Not every project needs every subcharacteristic, but walking the whole model forces the explicit decision "we have no requirement here" rather than the silent omission that becomes a defect argument.
The Underrated Discipline: Document Out-of-Scope#
The template's sharpest advice, and the one teams skip: explicitly document where no requirement is defined. If there is no maximum CPU-utilization target during peak testing, write a row that says so:
| ISO Characteristic | Subcharacteristic | Requirement |
|---|---|---|
| Performance efficiency | Resource utilization | No requirements defined for resource utilization |
This one row prevents a launch-week argument about whether 95% CPU under peak is a defect. The absence of a requirement, stated explicitly, is itself a decision, and stating it is what stops "is this a defect or a change request?" from becoming a contractual dispute. An NFR document that only lists requirements leaves every unlisted dimension as ammunition for a future fight; one that also lists the deliberate non-requirements closes those fights before they start.
Checklist#
- NFRs written as measurable acceptance criteria, agreed and signed off in Explore
- Assumptions section: sizing basis, production shape, test approach, test-data ownership
- Definitions section: measurement methods, customer/data/journey types, load model reference
- Catalog walked against all ISO 25010 characteristics; every one decided (requirement or explicit none)
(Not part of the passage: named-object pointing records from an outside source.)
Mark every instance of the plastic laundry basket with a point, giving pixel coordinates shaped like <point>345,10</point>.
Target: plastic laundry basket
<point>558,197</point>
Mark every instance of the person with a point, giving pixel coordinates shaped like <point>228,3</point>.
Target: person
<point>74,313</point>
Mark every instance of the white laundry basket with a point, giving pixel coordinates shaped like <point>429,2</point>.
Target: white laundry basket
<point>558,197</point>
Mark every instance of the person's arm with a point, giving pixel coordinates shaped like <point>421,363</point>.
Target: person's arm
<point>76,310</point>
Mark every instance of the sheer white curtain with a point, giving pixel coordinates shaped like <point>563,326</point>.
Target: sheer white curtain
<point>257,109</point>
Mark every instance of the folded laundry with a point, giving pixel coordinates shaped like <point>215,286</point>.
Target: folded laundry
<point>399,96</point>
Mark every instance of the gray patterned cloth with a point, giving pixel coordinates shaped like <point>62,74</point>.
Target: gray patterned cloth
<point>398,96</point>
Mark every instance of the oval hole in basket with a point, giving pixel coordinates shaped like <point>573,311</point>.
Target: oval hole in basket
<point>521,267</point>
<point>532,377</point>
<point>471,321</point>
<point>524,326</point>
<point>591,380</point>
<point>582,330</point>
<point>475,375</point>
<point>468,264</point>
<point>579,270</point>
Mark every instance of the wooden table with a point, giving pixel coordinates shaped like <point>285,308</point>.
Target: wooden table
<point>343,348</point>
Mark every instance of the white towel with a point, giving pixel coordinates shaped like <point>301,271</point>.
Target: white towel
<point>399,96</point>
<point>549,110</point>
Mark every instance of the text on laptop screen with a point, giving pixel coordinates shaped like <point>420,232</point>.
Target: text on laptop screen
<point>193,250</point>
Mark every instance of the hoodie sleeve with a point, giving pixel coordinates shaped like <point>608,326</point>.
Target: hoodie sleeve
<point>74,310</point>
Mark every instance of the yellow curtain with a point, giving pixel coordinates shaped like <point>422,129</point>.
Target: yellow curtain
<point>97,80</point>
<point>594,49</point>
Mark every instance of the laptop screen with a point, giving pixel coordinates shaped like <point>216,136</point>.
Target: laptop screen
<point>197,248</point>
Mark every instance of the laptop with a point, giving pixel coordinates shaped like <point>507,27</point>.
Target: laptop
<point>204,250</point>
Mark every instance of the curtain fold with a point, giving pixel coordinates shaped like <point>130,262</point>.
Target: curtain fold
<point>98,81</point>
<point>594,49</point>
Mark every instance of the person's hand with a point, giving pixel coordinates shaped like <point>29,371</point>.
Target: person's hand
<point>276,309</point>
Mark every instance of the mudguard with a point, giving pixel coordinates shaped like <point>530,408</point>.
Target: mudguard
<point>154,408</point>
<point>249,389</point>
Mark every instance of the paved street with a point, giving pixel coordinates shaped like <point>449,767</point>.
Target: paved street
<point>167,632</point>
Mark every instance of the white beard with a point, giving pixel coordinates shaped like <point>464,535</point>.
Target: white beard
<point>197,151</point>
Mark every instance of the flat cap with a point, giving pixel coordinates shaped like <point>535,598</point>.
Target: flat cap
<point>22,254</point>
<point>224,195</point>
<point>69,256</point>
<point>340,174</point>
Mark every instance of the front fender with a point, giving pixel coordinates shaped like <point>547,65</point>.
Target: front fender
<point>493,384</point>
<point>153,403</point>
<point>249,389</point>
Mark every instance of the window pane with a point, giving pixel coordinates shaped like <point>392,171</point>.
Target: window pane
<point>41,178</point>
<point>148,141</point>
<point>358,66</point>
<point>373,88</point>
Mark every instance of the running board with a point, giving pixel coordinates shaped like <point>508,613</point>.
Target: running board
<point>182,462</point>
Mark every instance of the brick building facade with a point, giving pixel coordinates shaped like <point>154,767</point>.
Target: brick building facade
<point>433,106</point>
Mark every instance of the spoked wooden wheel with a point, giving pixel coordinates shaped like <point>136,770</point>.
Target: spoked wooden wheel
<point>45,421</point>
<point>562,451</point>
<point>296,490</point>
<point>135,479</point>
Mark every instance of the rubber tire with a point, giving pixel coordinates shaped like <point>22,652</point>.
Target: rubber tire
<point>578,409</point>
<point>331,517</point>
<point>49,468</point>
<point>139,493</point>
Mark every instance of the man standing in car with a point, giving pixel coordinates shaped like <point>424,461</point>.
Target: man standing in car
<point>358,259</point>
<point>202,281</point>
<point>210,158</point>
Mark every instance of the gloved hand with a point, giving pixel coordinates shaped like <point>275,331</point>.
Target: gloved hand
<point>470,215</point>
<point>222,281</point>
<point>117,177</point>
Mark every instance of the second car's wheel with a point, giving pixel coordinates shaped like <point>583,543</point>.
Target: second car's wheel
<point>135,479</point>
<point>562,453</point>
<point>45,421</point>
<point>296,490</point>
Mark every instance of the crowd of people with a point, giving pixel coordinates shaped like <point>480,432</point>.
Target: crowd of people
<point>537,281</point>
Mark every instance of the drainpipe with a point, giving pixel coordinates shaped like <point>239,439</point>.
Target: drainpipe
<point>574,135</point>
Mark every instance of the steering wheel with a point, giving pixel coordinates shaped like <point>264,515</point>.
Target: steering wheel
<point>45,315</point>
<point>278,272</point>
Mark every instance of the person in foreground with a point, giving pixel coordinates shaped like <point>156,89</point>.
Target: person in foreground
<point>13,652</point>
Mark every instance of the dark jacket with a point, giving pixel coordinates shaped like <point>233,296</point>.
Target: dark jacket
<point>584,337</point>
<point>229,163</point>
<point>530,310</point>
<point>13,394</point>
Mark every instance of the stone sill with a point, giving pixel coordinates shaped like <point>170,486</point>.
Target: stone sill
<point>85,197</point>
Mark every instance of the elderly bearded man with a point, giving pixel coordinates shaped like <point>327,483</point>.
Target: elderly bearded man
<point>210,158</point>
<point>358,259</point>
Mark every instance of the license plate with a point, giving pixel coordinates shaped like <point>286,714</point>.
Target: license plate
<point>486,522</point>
- Capacity NFRs distinguish total from active data; batch windows have duration targets
- Time-behavior in percentiles tied to the load model, not averages
- Out-of-scope dimensions documented explicitly to prevent defect-versus-change disputes
- NFRs feed the performance, security, and go/no-go testing as their pass criteria
Non-functional requirements are the least glamorous document in the project and the one that decides whether the go/no-go meeting is a formality or a brawl. Write them against the full quality model, make each one testable, and document what you deliberately left out, and the arguments that would have happened during launch week happen instead in a calm Explore-phase workshop, which is exactly where you want them.